Critics consider this later work's intent seriocomic—both cautionary and celebratory. It directly engages the art historical fetishizing of nature as spiritual, authentic (e.g., the work of Constable and the Hudson River School) or feminized nurturer, as well as contemporary anxieties regarding aggressive land use, climate change, the lost "Arcadian" past, and what is "natural" in an age of cloning, genetic engineering, and technological tinkering; Carson describes the latter as "culture's paradoxical wish to believe in science as the new alchemy." At the same time, writers regard the delight in teeming energy and growth, exuberant color and freakish mutation in works such as Wishful Thinking and Breezy (both 2019) as a testimony to the possibility of beauty and the resourcefulness of life, even under dire conditions.

===Landscape art===
Since 2011, Carson has cultivated a large, terraced, sculptural garden on her property in rural Shoreham, Vermont, which she envisions as a living, dimensional landscape painting and a practice that overlaps her art, with inspiration running in both directions. Like the forms in her paintings and sculpture, the garden is a hybrid of domesticated and wild, organic and "synthetic" (as in human-designed), combining slate stones, evergreen topiaries shaped as tapering spirals, fruit trees, hydrangeas and an extensive variety of perennials; writer Ric Kasini Kadour describes the garden as resembling one that Dr. Seuss might have planted.

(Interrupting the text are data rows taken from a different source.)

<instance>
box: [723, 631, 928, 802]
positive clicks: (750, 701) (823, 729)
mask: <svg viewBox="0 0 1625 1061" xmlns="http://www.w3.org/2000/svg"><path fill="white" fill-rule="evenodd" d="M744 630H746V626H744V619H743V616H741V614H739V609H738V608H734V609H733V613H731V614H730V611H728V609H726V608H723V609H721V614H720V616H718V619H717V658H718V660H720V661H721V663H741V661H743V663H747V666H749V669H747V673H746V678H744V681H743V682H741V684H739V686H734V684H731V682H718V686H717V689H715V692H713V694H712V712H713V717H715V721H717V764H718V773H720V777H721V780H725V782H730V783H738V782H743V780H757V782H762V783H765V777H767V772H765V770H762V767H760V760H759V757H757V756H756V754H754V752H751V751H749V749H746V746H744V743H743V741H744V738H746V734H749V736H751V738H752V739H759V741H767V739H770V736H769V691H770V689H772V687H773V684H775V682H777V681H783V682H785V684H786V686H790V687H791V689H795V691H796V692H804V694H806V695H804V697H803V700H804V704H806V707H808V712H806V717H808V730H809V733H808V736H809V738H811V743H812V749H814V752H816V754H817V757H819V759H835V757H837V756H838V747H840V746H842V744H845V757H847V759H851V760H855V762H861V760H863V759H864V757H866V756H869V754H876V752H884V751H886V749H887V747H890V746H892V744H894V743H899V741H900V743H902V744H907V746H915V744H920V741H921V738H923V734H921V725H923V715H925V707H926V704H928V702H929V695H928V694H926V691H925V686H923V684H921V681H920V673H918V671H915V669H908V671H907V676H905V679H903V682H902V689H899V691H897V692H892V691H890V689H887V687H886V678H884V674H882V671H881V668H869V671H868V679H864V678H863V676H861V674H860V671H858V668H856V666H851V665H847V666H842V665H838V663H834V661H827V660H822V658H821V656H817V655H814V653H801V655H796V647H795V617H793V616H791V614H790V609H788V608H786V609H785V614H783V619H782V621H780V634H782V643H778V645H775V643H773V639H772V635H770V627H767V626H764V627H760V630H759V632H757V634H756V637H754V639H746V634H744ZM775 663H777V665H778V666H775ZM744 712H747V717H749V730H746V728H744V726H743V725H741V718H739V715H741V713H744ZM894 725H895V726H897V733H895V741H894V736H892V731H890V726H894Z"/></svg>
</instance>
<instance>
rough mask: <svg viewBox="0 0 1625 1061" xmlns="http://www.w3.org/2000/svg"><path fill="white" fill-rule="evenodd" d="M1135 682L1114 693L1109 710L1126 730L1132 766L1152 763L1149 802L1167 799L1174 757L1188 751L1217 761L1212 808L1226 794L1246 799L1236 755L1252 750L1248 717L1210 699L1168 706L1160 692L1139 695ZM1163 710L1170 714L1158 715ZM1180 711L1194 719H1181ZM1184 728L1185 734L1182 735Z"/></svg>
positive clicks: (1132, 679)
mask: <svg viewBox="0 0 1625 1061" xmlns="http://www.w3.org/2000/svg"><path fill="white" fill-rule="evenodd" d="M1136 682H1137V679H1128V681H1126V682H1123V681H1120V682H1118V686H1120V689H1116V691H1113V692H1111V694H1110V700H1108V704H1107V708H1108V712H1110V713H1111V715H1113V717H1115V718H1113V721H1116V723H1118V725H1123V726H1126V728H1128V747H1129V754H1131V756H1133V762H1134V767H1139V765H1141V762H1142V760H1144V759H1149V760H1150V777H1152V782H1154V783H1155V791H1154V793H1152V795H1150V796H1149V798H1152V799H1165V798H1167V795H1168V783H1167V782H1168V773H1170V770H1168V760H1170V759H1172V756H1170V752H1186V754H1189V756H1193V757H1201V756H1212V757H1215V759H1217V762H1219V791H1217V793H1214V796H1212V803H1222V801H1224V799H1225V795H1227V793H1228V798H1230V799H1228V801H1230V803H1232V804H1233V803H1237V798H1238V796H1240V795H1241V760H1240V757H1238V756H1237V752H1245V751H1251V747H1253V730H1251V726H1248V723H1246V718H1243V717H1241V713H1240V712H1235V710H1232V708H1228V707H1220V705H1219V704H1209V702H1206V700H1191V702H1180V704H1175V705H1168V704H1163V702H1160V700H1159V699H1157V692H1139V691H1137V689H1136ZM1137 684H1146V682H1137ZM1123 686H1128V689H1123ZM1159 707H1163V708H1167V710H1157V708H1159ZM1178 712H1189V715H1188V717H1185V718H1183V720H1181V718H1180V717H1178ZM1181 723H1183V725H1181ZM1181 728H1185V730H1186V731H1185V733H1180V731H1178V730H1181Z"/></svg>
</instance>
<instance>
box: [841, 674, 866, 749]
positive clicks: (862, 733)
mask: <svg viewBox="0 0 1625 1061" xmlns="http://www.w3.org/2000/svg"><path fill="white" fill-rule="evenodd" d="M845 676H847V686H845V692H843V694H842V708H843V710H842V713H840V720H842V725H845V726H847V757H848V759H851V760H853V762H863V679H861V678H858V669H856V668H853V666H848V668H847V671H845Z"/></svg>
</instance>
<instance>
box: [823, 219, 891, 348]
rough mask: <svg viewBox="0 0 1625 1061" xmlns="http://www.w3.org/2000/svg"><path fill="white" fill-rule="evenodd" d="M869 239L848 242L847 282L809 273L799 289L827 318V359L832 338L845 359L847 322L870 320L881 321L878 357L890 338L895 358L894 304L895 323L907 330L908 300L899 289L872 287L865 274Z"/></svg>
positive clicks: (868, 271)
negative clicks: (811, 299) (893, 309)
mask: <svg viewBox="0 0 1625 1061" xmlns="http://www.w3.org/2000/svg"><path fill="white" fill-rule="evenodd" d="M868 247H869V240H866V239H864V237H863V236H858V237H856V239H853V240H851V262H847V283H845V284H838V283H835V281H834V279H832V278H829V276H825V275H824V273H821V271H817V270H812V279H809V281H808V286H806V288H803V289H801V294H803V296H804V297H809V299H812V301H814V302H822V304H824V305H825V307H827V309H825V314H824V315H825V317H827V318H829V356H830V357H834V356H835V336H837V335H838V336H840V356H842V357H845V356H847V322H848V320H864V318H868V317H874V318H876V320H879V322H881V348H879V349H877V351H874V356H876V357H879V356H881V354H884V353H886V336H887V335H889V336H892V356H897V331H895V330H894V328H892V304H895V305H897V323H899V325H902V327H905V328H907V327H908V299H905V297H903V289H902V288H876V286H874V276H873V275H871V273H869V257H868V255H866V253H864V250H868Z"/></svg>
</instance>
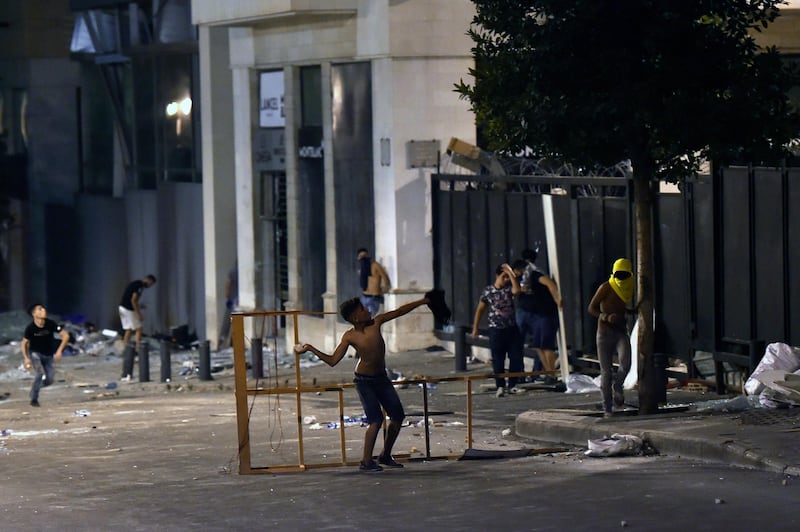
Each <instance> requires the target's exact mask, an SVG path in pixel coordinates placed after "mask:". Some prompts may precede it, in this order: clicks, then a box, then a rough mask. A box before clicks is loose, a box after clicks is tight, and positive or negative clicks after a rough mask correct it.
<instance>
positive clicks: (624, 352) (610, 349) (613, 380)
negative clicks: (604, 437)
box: [588, 258, 635, 417]
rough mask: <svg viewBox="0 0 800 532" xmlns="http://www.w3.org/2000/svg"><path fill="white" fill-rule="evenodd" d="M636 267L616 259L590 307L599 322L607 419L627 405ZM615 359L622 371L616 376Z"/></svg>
mask: <svg viewBox="0 0 800 532" xmlns="http://www.w3.org/2000/svg"><path fill="white" fill-rule="evenodd" d="M634 286H635V282H634V278H633V266H632V264H631V261H630V259H625V258H622V259H617V260H616V261H615V262H614V265H613V267H612V269H611V277H609V279H608V281H605V282H604V283H603V284H601V285H600V286H599V287H598V288H597V292H595V294H594V297H592V300H591V302H590V303H589V309H588V310H589V314H590V315H591V316H593V317H595V318H597V357H598V359H599V361H600V390H601V392H602V394H603V411H604V413H605V415H606V417H608V416H611V415H612V414H613V411H614V410H613V409H614V408H621V407H622V406H623V405H624V403H625V395H624V390H623V383H624V381H625V376H626V375H627V374H628V371H629V370H630V368H631V340H630V337H629V336H628V329H627V318H626V314H631V313H633V310H632V309H630V308H629V305H630V304H631V302H632V301H633V289H634ZM614 355H617V357H618V358H619V367H618V368H617V371H616V372H614V366H613V363H612V362H613V359H614Z"/></svg>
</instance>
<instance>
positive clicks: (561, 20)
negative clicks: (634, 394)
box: [456, 0, 800, 414]
mask: <svg viewBox="0 0 800 532" xmlns="http://www.w3.org/2000/svg"><path fill="white" fill-rule="evenodd" d="M473 1H474V3H475V5H476V15H475V17H474V20H473V25H472V26H471V28H470V29H469V32H468V33H469V35H470V37H471V38H472V40H473V42H474V47H473V50H472V51H473V55H474V58H475V67H474V68H473V69H471V70H470V72H469V74H470V76H471V77H472V83H471V84H468V83H465V82H464V81H463V80H461V81H460V82H459V83H458V84H456V91H457V92H459V93H460V94H461V96H462V98H466V99H467V100H468V101H469V102H470V104H471V106H472V110H473V111H474V112H475V115H476V121H477V124H478V125H479V127H481V128H482V132H483V134H484V137H485V138H486V140H487V141H488V142H489V145H488V147H489V148H490V149H494V150H496V151H498V152H500V153H515V152H519V151H520V150H522V149H525V148H527V149H530V150H533V152H534V153H536V154H538V155H540V156H549V157H556V158H561V159H563V160H566V161H569V162H571V163H573V164H577V165H584V166H595V165H602V166H608V165H612V164H615V163H617V162H619V161H623V160H626V159H627V160H630V162H631V165H632V168H633V175H632V181H633V198H634V215H635V239H636V268H637V273H638V275H637V298H638V312H639V320H640V327H639V337H638V339H637V341H638V345H639V372H640V373H639V405H640V413H643V414H648V413H653V412H656V411H657V408H658V405H657V393H656V392H657V390H656V389H655V376H654V366H653V345H654V343H653V342H654V333H653V308H654V302H653V259H652V257H653V251H652V250H653V243H652V238H651V235H652V234H653V227H652V205H653V201H654V193H655V190H656V186H657V183H658V181H659V180H667V181H670V182H680V181H681V180H682V179H684V178H685V177H688V176H690V175H692V174H694V173H696V172H697V171H698V170H699V167H700V164H701V163H702V162H703V161H705V160H712V161H715V162H721V163H724V162H730V161H734V160H737V161H748V162H765V161H767V162H773V163H774V162H776V161H779V160H780V157H782V156H783V155H785V147H786V146H787V145H788V142H789V140H790V139H792V138H794V137H796V136H798V131H800V121H799V120H798V113H797V110H796V109H795V108H794V106H793V105H792V104H791V102H790V100H789V97H788V91H789V89H790V88H791V87H792V86H793V85H795V84H796V83H797V82H798V75H797V72H796V70H795V69H794V68H793V67H791V66H789V64H788V63H786V62H784V61H783V60H782V58H781V56H780V54H779V53H778V52H777V50H775V49H774V48H762V47H760V46H759V45H758V44H757V42H756V40H755V38H754V37H753V35H754V34H755V33H757V32H759V31H761V30H762V29H764V28H766V27H767V26H768V25H769V24H770V23H771V22H773V21H774V20H775V18H776V17H777V16H778V15H779V10H778V8H779V5H780V4H783V3H785V2H783V1H781V0H693V1H691V2H664V1H663V0H637V1H630V0H628V1H625V0H569V1H565V0H473Z"/></svg>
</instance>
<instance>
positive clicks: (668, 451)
mask: <svg viewBox="0 0 800 532" xmlns="http://www.w3.org/2000/svg"><path fill="white" fill-rule="evenodd" d="M678 429H679V426H676V430H660V429H642V428H638V429H633V430H632V427H631V426H630V425H626V424H625V422H624V421H622V422H615V421H613V420H606V419H603V418H597V417H592V416H585V415H580V414H568V413H563V412H557V413H556V412H546V411H545V412H541V411H528V412H523V413H522V414H519V415H518V416H517V418H516V423H515V431H516V434H517V435H518V436H519V437H521V438H526V439H532V440H540V441H547V442H554V443H565V444H570V445H577V446H581V447H586V446H587V440H594V439H600V438H604V437H608V436H610V435H611V434H614V433H619V434H633V435H635V436H639V437H640V438H642V439H643V440H646V441H648V442H650V444H651V445H652V446H653V448H654V449H656V450H657V451H658V452H659V453H661V454H673V455H678V456H683V457H687V458H692V459H697V460H708V461H714V462H722V463H725V464H734V465H737V466H741V467H749V468H754V469H760V470H764V471H770V472H776V473H784V474H787V475H792V476H797V475H798V474H800V467H798V466H793V465H789V464H787V463H785V462H782V461H780V460H775V459H773V458H770V457H768V456H765V455H763V454H761V453H760V452H759V451H758V450H757V449H754V448H751V447H750V446H747V445H744V444H742V443H741V442H738V441H734V440H721V441H712V439H711V438H706V437H697V436H692V435H688V434H685V433H682V432H681V431H680V430H678Z"/></svg>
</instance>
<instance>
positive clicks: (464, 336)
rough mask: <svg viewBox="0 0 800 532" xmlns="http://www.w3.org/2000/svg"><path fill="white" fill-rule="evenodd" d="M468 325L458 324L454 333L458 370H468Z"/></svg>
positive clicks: (466, 370)
mask: <svg viewBox="0 0 800 532" xmlns="http://www.w3.org/2000/svg"><path fill="white" fill-rule="evenodd" d="M467 331H468V329H467V327H465V326H463V325H456V327H455V329H454V332H453V334H455V335H456V337H455V344H456V371H467V349H469V348H468V347H467Z"/></svg>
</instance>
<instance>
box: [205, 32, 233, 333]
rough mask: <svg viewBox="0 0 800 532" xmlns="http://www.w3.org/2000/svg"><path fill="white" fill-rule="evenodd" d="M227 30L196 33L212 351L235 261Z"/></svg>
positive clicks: (227, 34) (232, 157) (229, 98)
mask: <svg viewBox="0 0 800 532" xmlns="http://www.w3.org/2000/svg"><path fill="white" fill-rule="evenodd" d="M228 43H229V40H228V29H227V28H217V27H209V26H200V28H199V55H200V86H201V87H202V90H201V91H200V110H201V113H202V116H203V125H202V131H201V136H202V139H203V153H202V156H203V254H204V269H205V302H206V305H205V308H206V310H205V312H206V331H205V338H208V339H213V340H214V344H215V345H216V343H217V340H218V339H219V338H218V335H219V330H220V325H221V321H220V320H221V319H222V317H223V316H224V314H225V312H224V305H225V293H224V290H225V281H226V279H227V272H228V271H229V270H230V269H231V267H233V265H234V263H235V261H236V238H235V236H236V218H235V216H236V202H235V196H234V190H233V188H232V187H231V186H230V183H231V176H232V175H233V174H234V165H233V159H234V149H233V118H232V115H233V113H232V112H231V110H232V108H233V105H234V102H233V90H232V87H233V85H232V80H231V74H230V66H229V64H230V63H229V52H228V50H229V44H228Z"/></svg>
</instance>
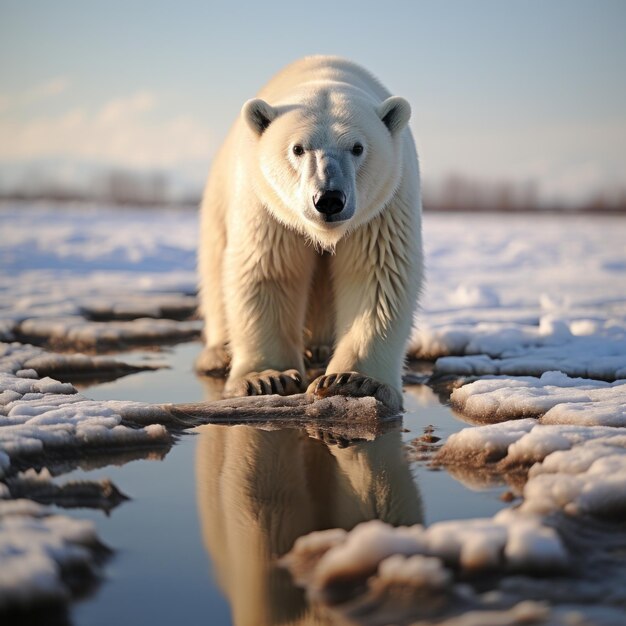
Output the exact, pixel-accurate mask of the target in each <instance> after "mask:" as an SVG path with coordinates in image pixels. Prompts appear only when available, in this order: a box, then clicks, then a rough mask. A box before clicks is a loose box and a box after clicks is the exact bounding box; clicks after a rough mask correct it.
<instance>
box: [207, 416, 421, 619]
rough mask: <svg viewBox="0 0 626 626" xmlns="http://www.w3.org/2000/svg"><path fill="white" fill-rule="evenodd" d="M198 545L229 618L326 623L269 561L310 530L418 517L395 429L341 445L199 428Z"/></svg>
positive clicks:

==Awards and public collections==
Carson has received awards from the John S. Guggenheim Foundation (2016), American Academy of Arts and Letters (Purchase Prize in Sculpture, 2002), National Academy Museum (Ellin P. Speyer Award for Sculpture, 2008), SECCA (Award in the Visual Arts 4, 1985), American Academy in Rome (Prix de Rome, Painting, 1983), Illinois Arts Council (1983) and National Endowment for the Arts (1982), among others. She has also been recognized with artist residencies from Yaddo (Louise Bourgeois Residency for Sculpture, 2007; 2005). Carson's work belongs to the public art collections of the Brooklyn Museum of Art, Museum of Contemporary Art Chicago, Frederick R. Weisman Art Foundation, Modern Art Museum of Fort Worth, Smart Museum of Art, Joslyn Art Museum, Koehnline Museum of Art, Sheldon Museum of Art, and University Art Museum at University at Albany.